By Ivan Pereira
Thursday, September 16, 2010
Despite pleas from his attorney over his mental state, the film student accused of stabbing a Jamaica cab driver because he is a Muslim will remain in jail until his official indictment date, a Manhattan judge ruled Monday.
Supreme Court Justice Richard Carruthers said he would make another decision on Michael Enright’s bail during his next hearing Sept. 22, when he will be indicted for his alleged attack against Ahmad H. Sharif, who was driving the 21-year-old student in his cab Aug. 24, a spokeswoman for the Manhattan district attorney’s office said.
Enright, who studies at the School of Visual Arts, got into a conversation with the Bangladeshi immigrant about his Muslim background and at one point shouted the Arabic phrase “Assalaumu Alaikum,” meaning “Peace be with you,” before allegedly stabbing the father of four through the cab’s divider, prosecutors said.
The student’s attorney, Lawrence Fisher, asked the judge to release his client on $250,000 bail from the prison ward at Bellevue Hospital because his client suffers from alcoholism and post traumatic stress disorder, the Associated Press reported.

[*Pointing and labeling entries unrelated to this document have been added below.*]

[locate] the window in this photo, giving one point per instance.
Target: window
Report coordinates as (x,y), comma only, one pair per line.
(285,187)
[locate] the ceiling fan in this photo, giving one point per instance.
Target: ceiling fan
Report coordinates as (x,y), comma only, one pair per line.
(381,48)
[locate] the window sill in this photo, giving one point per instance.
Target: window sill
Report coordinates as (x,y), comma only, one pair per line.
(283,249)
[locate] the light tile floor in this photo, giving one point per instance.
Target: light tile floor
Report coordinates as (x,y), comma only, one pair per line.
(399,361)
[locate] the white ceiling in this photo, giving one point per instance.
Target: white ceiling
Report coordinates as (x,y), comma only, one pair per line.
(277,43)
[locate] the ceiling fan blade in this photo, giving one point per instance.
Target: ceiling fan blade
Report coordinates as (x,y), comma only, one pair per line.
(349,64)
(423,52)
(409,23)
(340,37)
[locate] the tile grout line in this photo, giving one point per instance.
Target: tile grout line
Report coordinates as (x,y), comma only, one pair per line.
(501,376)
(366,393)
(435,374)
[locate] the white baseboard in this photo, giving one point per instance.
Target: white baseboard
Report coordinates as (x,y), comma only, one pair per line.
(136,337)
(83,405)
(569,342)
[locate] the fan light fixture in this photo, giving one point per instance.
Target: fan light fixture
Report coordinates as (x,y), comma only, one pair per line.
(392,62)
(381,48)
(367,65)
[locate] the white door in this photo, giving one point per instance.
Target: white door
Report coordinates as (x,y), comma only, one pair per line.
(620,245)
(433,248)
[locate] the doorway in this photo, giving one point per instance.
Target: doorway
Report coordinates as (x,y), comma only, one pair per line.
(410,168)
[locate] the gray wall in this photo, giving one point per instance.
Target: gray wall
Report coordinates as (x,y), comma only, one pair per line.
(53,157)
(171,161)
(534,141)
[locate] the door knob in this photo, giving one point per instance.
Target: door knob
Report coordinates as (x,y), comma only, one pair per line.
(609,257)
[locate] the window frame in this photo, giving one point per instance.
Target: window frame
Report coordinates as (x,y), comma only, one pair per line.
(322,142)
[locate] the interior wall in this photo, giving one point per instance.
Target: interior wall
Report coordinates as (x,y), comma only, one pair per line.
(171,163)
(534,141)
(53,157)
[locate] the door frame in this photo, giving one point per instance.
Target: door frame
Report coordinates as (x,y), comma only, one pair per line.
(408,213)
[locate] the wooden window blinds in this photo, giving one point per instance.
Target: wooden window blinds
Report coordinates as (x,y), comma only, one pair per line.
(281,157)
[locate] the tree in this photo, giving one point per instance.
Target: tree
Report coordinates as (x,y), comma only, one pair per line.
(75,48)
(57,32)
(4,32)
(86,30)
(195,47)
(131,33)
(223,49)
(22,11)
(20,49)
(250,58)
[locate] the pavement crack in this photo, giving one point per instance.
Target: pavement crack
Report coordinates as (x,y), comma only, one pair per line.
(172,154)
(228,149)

A few months ago, he was in Afghanistan filming a documentary while embedded with U.S. soldiers.
He was intoxicated during his arrest and was immediately evaluated at Bellevue, according to police.
“This is not a hate crime in our view,” Fischer told the judge, according to the AP.
Sharif and some supporters who have rallied to his cause disagreed. After spending a day in the hospital for treatment of stab wounds to his neck and shoulders, Sharif told reporters he thought the attack definitely had to do with his religion.
He and his family met with the mayor and city police commissioner at City Hall and all called on the city to be more tolerant.